Throughout Tomboy, Prince diagnoses, in no uncertain terms, the myriad torments she endured as a child who didn’t reflect gender norms. She narrates her journey through the He-Man Woman Haters of Little League, guides us through the perils of swimming with one’s shirt on, and candidly recalls the sucker punch she received for standing up for her brother to an intimidating sixth-grader. Girls tease her behind her back, boys openly mock her, other children’s parents just don’t understand her. Prince passes through each gauntlet in one piece, but each little brick thrown at her builds a Lego castle of confusion (insecurity knights and body issues catapult sold separately).

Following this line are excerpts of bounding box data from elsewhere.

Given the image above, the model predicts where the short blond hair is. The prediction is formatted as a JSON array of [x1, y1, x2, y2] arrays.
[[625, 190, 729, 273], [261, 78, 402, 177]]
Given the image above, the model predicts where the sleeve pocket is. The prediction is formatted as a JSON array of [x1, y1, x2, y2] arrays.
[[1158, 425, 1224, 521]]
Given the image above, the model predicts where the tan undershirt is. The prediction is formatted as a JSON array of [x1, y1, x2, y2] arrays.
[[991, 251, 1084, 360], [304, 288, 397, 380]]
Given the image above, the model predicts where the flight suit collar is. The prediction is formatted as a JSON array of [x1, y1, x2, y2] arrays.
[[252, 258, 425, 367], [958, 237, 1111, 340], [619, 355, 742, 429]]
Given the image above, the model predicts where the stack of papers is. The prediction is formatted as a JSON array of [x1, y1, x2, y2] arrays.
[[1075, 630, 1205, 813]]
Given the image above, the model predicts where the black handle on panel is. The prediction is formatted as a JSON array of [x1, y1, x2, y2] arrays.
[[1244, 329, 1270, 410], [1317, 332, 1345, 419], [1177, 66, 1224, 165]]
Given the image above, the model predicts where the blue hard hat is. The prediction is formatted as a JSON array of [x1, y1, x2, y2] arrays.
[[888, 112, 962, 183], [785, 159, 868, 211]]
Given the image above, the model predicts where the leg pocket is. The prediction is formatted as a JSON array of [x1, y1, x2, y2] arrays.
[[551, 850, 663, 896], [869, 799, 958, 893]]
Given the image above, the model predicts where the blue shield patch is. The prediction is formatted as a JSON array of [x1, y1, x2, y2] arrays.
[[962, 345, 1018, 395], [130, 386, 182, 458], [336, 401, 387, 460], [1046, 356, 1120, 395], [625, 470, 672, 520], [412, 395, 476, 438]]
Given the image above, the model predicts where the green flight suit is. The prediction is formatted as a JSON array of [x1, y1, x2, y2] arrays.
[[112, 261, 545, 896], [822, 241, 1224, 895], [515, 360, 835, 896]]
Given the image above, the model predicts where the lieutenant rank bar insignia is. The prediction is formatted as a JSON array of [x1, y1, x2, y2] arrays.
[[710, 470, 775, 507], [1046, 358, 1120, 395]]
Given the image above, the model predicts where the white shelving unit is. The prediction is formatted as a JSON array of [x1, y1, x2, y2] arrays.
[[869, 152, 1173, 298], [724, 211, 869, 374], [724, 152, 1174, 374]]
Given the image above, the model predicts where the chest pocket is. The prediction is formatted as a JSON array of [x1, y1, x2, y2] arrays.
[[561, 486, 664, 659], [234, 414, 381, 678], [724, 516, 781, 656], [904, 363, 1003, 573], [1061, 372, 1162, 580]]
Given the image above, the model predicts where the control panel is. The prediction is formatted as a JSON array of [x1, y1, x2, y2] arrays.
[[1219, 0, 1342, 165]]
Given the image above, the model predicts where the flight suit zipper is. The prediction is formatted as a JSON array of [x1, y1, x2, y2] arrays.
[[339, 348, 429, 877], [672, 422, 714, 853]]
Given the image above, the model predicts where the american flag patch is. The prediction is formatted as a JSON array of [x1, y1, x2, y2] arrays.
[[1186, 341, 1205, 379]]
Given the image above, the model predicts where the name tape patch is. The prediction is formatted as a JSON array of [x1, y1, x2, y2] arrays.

Despite the constant psychological assault from outside forces, Prince (both author and child) manages to press forward and keep Tomboy‘s narrative running smoothly. Even if young Prince cannot comprehend the full ramifications imposed on her by the gender binary, she still possesses a basic understanding of her aggressors’ motivations (or elder Prince, who I am now calling Liz to avoid confusion, at least imbues this understanding, as narrator, upon her younger self). She understands that she is perceived as neither girl nor boy, or understands that standing up for her brother earned a punch in the tummy. Cause and effect, at least, makes her misery and confusion marginally clearer, and the book is able to proceed at a steady, even confident clip.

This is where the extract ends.